Although everyone in attendance wore masks, Cortes couldn't help but wonder whether those in line carried the virus. Men, women, children.

Cortes got COVID-19 in February. He said he was in the hospital for days, but the depression and anxiety over the virus dampened his spirit most. As a farmworker supervisor, he let the vaccine gossip rattle his nerves.

"Many of us have negative mindsets," he said in Spanish. "We are afraid, but we need to accept that this is happening and we need to protect ourselves."

Cortes' experience living through the virus solidified his belief that vaccinations can protect him and others. He escorted his younger brother to get his booster that day because he said he would have been too nervous to do so on his own.

His youngest son is vaccinated, but his adult daughter has pushed back against his pleas. He doesn't have the same influence over her because she lives on her own, he said.

"If I could bring 10, 15 people with me, I would," he said. "I'll bring as many people as I can. And I always ask, 'Did you get it?' It's how I feel safe."

The handful who showed up to the Delano school district building for their first sets of vaccinations did so on a whim. Diego Perez decided the night before that he'd join his two little girls who were now eligible for the vaccine when he saw a school flier about the event.

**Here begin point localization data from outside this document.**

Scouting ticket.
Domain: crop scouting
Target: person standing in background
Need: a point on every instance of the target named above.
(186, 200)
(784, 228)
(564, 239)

He nonchalantly told his girlfriend he'd take them and get it too. "My girlfriend was happy for me — she was more excited than I was," he said.

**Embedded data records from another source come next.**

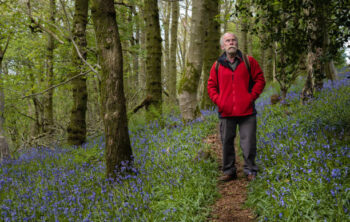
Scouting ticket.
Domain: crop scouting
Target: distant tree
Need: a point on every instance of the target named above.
(48, 104)
(77, 126)
(153, 59)
(118, 148)
(173, 48)
(189, 82)
(211, 49)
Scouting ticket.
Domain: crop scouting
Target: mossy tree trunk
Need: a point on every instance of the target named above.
(48, 104)
(166, 51)
(173, 47)
(211, 49)
(315, 65)
(4, 148)
(188, 85)
(77, 126)
(118, 149)
(153, 60)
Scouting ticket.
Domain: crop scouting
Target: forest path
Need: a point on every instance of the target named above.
(229, 206)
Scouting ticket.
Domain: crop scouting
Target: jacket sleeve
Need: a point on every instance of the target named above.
(213, 86)
(258, 78)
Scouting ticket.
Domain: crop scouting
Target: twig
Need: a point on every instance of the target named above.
(75, 45)
(40, 26)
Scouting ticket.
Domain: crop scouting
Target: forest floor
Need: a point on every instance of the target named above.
(229, 207)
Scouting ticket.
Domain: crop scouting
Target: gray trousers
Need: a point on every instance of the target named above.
(247, 132)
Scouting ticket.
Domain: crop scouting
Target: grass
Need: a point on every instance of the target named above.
(168, 182)
(303, 154)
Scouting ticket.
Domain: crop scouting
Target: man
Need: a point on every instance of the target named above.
(233, 89)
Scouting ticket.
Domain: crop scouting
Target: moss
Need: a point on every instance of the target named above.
(189, 79)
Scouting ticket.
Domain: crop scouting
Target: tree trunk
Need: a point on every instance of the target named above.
(315, 66)
(166, 54)
(308, 89)
(244, 36)
(184, 43)
(227, 11)
(153, 60)
(77, 126)
(331, 72)
(142, 69)
(173, 47)
(118, 149)
(48, 104)
(211, 47)
(190, 79)
(4, 148)
(269, 72)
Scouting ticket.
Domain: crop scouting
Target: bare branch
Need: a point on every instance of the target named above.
(29, 13)
(55, 86)
(75, 45)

His two girls watched as their father, a 30-year-old tractor driver sporting a black beanie, chose his left arm to get the shot.

Perez had been skeptical, even though his children's mother received the vaccine earlier this year. He said he had been swayed by "crazy things" he heard about the vaccine carrying a chip to track people.

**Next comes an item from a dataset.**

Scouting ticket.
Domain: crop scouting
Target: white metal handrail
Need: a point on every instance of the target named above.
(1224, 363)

"I thought, 'I'll wait and see,'" he said as he took a seat outside to wait his 15 minutes. "I wasn't sure. But at the end of the day, you do what you gotta do. I'm committed."

When vaccinations were available, Maria C. Garcia told herself she’d give herself some time to mull it over. Then she realized she needed it because she wanted to travel to the Mexican state of San Luis Potosí, where she was born.

“The thing is, we hear so many things," Garcia said.

The grape picker said the majority of her colleagues in the fields have been vaccinated. They would regularly ask her when she would get hers. Her "soon, soon" eventually turned into "later, later."

After she got her shot, Garcia joined the others outside. Her cellphone rang and she immediately told someone that she had just got vaccinated. The person on the other end audibly gasped and Garcia chuckled.

She thought about putting off the flu shot. But just thinking about being felled and left out of work by that illness made her rethink procrastinating again.

"I guess," Garcia said with a sigh, "I'll get that one, too."

Times staff writer Rong-Gong Lin II contributed to this report.